Une douleur sourde, une odeur de désinfectant qui donne envie d’arrêter de respirer, des pas qui résonnent dans un couloir lointain. Adrien ouvrit les yeux.

Le plafond était d’un blanc presque trop propre. Une fenêtre bordée de rideaux bleus laissait entrevoir quelques immeubles au loin, et le jeune homme se rendit compte qu’une perfusion de liquide translucide était reliée à son bras gauche.

Il n’était pas mort.

« Merde », songea-t-il en serrant les dents.

Un cliquetis annonça au jeune homme que quelqu’un était sur le point d’entrer. La porte s’ouvrit doucement, laissant passer un chariot métallique sur lequel trônait une dizaine de produits qu’Adrien jugea douteux. Une blouse blanche surmontée d’une tête qui lui sembla floue fit son entrée.

— Vous êtes réveillé, constata l’infirmière.

— Vous aussi.

La petite femme ne répondit pas et se contenta d’esquisser un sourire artificiel.

— Vous ne voulez pas savoir ? reprit-elle en changeant la poche de perfusion.

— Quoi ?

— Eh bien, depuis combien de temps vous êtes ici, ou qui vous a rendu visite.

— Je m’en fiche. Personne ne vient jamais.

— Un jeune homme est venu hier.

— Alexis, murmura Adrien.

— On ne l’a pas laissé entrer, vous étiez en phase de décontamination.

Le jeune homme hocha la tête et pria silencieusement pour que l’infirmière déguerpisse rapidement. Il lui avait fallu tellement de temps pour se dire que plus rien n’était grave, qu’il n’avait plus qu’à mourir et que la vie n’avait plus rien à lui donner ! Il ne fallait pas qu’il retrouve un semblant d’espoir.

— Vous n’êtes pas très causant, constata l’infirmière.

Alors que l’artiste s’apprêtait à répliquer, une voix hystérique retentit dans le couloir :

— Vous voilà Jean-Melchior ! Vous tombez bien, je cherche Jean-Pépère !

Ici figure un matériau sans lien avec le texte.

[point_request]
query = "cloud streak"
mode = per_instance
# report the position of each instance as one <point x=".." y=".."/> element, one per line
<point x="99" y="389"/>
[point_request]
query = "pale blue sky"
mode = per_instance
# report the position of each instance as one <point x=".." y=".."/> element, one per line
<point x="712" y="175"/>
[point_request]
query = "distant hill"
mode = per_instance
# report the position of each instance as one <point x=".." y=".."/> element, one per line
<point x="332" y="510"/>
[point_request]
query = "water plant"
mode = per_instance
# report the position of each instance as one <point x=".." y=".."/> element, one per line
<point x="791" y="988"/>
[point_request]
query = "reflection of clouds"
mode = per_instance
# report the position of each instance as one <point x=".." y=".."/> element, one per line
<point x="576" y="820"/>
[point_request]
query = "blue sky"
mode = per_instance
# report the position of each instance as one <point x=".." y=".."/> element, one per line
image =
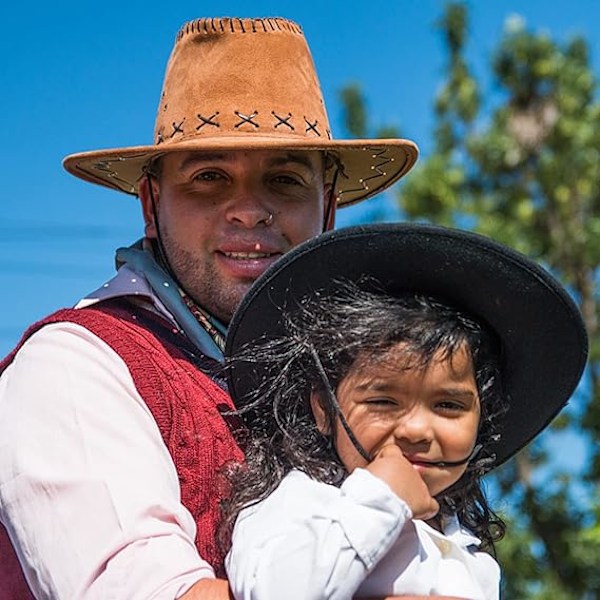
<point x="80" y="76"/>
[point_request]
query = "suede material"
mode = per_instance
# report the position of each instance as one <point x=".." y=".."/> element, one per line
<point x="244" y="84"/>
<point x="275" y="75"/>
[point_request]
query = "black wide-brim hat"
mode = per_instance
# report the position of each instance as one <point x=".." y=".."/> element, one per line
<point x="544" y="341"/>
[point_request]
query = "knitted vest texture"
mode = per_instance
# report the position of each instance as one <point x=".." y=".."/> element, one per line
<point x="185" y="402"/>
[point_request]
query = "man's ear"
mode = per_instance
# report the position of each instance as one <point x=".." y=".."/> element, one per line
<point x="147" y="208"/>
<point x="330" y="206"/>
<point x="319" y="414"/>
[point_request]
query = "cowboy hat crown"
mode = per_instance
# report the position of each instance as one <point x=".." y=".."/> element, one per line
<point x="244" y="84"/>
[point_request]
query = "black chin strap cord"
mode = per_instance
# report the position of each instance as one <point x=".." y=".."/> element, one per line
<point x="359" y="448"/>
<point x="334" y="401"/>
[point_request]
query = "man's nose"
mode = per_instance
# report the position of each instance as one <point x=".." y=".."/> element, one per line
<point x="246" y="208"/>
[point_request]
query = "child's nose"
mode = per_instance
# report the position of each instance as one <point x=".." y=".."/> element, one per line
<point x="414" y="427"/>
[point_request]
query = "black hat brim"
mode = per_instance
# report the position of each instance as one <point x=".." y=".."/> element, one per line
<point x="544" y="341"/>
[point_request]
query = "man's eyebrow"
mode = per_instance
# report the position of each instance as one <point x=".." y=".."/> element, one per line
<point x="197" y="157"/>
<point x="301" y="158"/>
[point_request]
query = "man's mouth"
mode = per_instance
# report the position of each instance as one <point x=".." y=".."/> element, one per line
<point x="247" y="255"/>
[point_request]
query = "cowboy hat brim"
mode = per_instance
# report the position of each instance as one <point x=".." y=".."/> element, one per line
<point x="544" y="342"/>
<point x="367" y="166"/>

Adrien reconnut immédiatement les termes farfelus d’un certain vieux fou. Ce pouvait-il que ce dernier soit un stalker en plus d’être taré ?!

Le jeune homme se sentit tourner de l’œil. Le vertige se dissipa aussi rapidement qu’il était apparu, ne laissant dans son sillage qu’une légère nausée accompagnée d’une migraine.

— Merci bien Jean-Melchior ! Ginette vous remercie pour votre précieuse contribution dans cette entreprise ardue, et elle vous trouve au passage très séduisant !

À la fois amusé et dubitatif par le comportement du vieil homme, le convalescent sursauta lorsque ce dernier surgit dans la pièce en vociférant.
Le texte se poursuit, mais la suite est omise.